Ensuring your data mission is possible
As part of the UK digital roadmap, there is a big emphasis on improving data quality, and to make all ‘essential shared’ data assets available and in use across government through trusted APIs and platforms where necessary. However, many organisations don’t know how to categorise their crucial and non-crucial data, meaning more storage space is consumed unnecessarily. After all, if you don’t know what data to keep and what to lose, holding onto all of it is a valuable waste of resources. While unstructured data is more complicated to store, manage, analyse, and process than structured data, many tools and applications exist today (including a growing number of AI tools) to help organisations understand and manage their unstructured data as well as extract the hidden value within it, however these tools are only effective when data access is not limited by the underlying platforms.
Sustainability
Sustainability is, rightly so, a key part of the Digital Future strategy. With data volume growth projected to hit 10x by 2030, the power efficiency and sustainable lifecycle of data storage platforms are now a focus for public sector organisations. An effective way to improve the sustainability of digital public services organisations is to use ultra-dense, all-Flash unstructured data storage solutions that not only reduce power consumption and carbon footprint but also e-waste by stretching their lifecycle and reducing the amount of components being replaced over time.

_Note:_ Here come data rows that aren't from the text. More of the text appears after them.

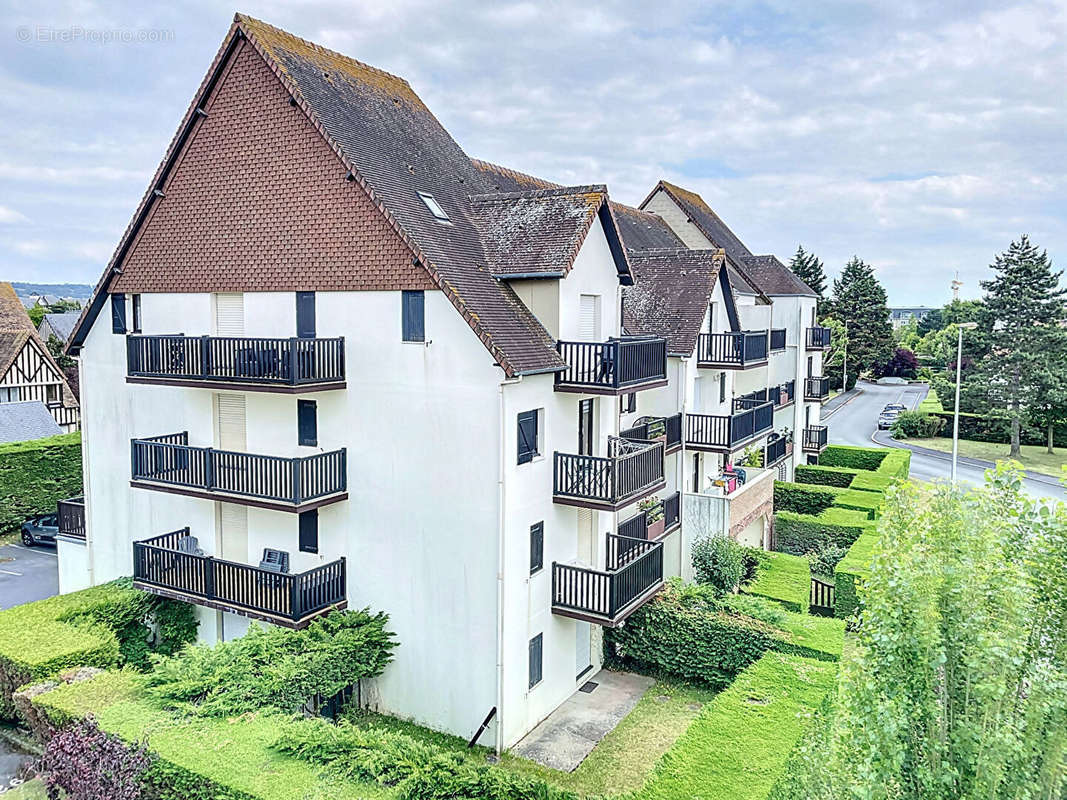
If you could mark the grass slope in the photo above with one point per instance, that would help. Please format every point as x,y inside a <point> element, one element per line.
<point>738,746</point>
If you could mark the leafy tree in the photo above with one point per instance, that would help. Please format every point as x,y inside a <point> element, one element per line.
<point>859,301</point>
<point>957,684</point>
<point>809,268</point>
<point>1023,310</point>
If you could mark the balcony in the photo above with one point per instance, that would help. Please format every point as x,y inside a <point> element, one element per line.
<point>288,366</point>
<point>777,339</point>
<point>637,526</point>
<point>169,464</point>
<point>816,389</point>
<point>614,367</point>
<point>72,518</point>
<point>654,429</point>
<point>814,438</point>
<point>162,568</point>
<point>737,350</point>
<point>632,470</point>
<point>817,338</point>
<point>726,434</point>
<point>635,573</point>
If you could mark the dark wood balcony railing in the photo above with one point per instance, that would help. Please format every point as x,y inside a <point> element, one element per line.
<point>170,460</point>
<point>737,350</point>
<point>816,388</point>
<point>631,470</point>
<point>612,367</point>
<point>637,526</point>
<point>72,517</point>
<point>289,600</point>
<point>817,338</point>
<point>237,360</point>
<point>814,438</point>
<point>725,434</point>
<point>635,573</point>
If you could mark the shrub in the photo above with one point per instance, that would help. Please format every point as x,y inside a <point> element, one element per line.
<point>786,579</point>
<point>917,425</point>
<point>35,475</point>
<point>800,533</point>
<point>109,625</point>
<point>719,562</point>
<point>825,476</point>
<point>275,668</point>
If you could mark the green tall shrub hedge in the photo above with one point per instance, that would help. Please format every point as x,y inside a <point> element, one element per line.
<point>35,475</point>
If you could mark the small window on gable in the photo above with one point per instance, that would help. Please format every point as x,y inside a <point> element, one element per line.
<point>435,209</point>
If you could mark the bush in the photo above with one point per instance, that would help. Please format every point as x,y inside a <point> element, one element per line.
<point>800,533</point>
<point>719,562</point>
<point>917,425</point>
<point>275,668</point>
<point>35,475</point>
<point>109,625</point>
<point>786,579</point>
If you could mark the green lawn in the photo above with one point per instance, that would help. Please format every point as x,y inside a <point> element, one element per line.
<point>1034,457</point>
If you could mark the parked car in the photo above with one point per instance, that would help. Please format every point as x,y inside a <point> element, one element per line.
<point>41,529</point>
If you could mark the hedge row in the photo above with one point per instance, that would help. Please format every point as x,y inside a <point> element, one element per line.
<point>35,475</point>
<point>109,625</point>
<point>850,571</point>
<point>784,579</point>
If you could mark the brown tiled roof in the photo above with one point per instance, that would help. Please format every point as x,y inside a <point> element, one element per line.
<point>537,232</point>
<point>670,294</point>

The sky’s the ‘data’ limit
Whether it’s humans or machines doing the searching, unstructured data is rich with hidden patterns and insights that can give public sector organisations new and innovative ways to succeed. Data analysis applications can look at multiple streams of unconnected data (such weather data, social media, survey results etc.) to find new patterns and correlations. By leveraging the right modern infrastructure solutions to get insight into these patterns, and uncomplicating data storage and management, the public sector can meet the UK’s 2025 digital roadmap and drive efficiency, simplicity, and performance, delivering better services and outcomes for citizens.